Il mio omaggio a Primo Carnera

La nostra terra è da sempre una culla di eccellenze che hanno lasciato un segno indelebile nel mondo. Dalla rivoluzione tecnologica dell’illuminazione elettrica di Arturo Malignani a Udine, fino alle vette letterarie di giganti come Pasolini, Svevo, Saba, Nievo, Sgorlon e Cappello. Senza dimenticare i maestri dell’arte visiva come i Basaldella, Spazzapan, Zigaina e Ciussi, o i miti dello sport che hanno fatto la storia: Bearzot, Zoff, Di Centa, Cesare Maldini e Fabio Capello.

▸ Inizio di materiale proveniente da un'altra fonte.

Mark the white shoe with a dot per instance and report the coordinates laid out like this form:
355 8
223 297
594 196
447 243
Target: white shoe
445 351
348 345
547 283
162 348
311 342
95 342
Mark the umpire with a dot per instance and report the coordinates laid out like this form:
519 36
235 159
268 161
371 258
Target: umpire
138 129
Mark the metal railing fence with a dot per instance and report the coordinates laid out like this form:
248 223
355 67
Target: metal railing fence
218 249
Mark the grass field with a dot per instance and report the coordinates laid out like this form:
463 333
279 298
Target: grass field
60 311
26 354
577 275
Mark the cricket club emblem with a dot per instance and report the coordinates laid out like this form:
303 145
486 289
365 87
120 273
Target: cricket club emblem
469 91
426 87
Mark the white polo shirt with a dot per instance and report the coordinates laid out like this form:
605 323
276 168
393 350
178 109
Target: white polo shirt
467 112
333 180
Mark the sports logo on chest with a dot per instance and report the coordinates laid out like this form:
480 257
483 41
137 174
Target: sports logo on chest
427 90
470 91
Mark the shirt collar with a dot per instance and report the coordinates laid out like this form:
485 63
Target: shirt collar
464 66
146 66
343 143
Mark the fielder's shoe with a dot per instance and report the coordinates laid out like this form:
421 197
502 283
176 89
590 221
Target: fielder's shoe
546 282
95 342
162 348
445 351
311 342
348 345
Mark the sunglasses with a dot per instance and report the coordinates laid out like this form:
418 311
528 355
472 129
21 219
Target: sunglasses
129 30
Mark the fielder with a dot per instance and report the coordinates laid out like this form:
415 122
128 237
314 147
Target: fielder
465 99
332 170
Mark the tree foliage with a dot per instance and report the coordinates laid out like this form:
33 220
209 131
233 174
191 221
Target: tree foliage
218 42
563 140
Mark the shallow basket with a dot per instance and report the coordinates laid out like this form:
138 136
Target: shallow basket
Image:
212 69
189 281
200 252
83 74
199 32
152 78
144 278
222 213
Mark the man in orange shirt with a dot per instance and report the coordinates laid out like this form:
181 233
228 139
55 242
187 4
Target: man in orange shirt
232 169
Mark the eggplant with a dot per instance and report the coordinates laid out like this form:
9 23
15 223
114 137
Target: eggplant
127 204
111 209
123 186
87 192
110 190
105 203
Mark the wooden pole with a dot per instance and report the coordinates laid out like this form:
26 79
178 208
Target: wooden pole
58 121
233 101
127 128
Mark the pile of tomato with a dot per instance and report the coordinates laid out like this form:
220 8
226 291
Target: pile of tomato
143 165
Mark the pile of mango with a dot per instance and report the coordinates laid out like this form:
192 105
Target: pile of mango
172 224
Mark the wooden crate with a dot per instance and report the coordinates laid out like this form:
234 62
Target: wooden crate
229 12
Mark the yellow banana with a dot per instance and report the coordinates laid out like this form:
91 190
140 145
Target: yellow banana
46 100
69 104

Ma c’è un nome che, più di tutti, ha saputo far sognare intere generazioni in un’epoca in cui le comunicazioni erano difficili, portando il nostro territorio alla ribalta internazionale: Primo Carnera. Il “gigante buono” di Sequals, che nel 1933 scalò il mondo conquistando il titolo di campione mondiale dei pesi massimi.

È proprio per celebrare questa figura straordinaria che il Comune di Sequals, in collaborazione con l’AIAP (Associazione Internazionale Arti Plastiche), ha dato vita a una mostra unica nella suggestiva cornice di Villa Carnera: “Corpo a corpo. Omaggio al campione Primo Carnera”.

Curata da Boris Brollo, l’esposizione raccoglie le interpretazioni di grandi artisti – a partire dalle opere materiche di Cesare Serafino fino alla pungente ironia del Cipputi di Francesco Tullio Altan – affiancandole a cimeli storici, trofei e medaglie del campione.

La mia opera in mostra: “Io sono un artista”

In questo “corpo a corpo” tra arte e pugilato, ho voluto portare una riflessione contemporanea e tecnologica che dialoga con lo spazio e con la memoria del campione.

La mia opera consiste in un’installazione dinamica (che potete vedere in azione nel video): un robot aspirapolvere che si muove autonomamente su una pedana bianca rialzata, lasciando dietro di sé una fitta trama di linee colorate, come i colpi, i movimenti e le traiettorie tese di un match sul ring. Sul dorso del robot campeggia una dichiarazione d’intenti forte e ironica: “Io sono un artista”.

È un modo per scardinare i confini della pittura tradizionale e per riflettere, forse, su cosa significhi “combattere” oggi nello spazio dell’arte, dove anche una macchina può tracciare percorsi geometrici e caotici al tempo stesso, creando un mosaico visivo in continua evoluzione.

La mostra, accompagnata da un’interessante pubblicazione cartacea, rimarrà aperta fino al 28 dicembre. Vi aspetto a Villa Carnera per riscoprire il mito del nostro grande pugile attraverso gli occhi (e le tecnologie) dell’arte contemporanea!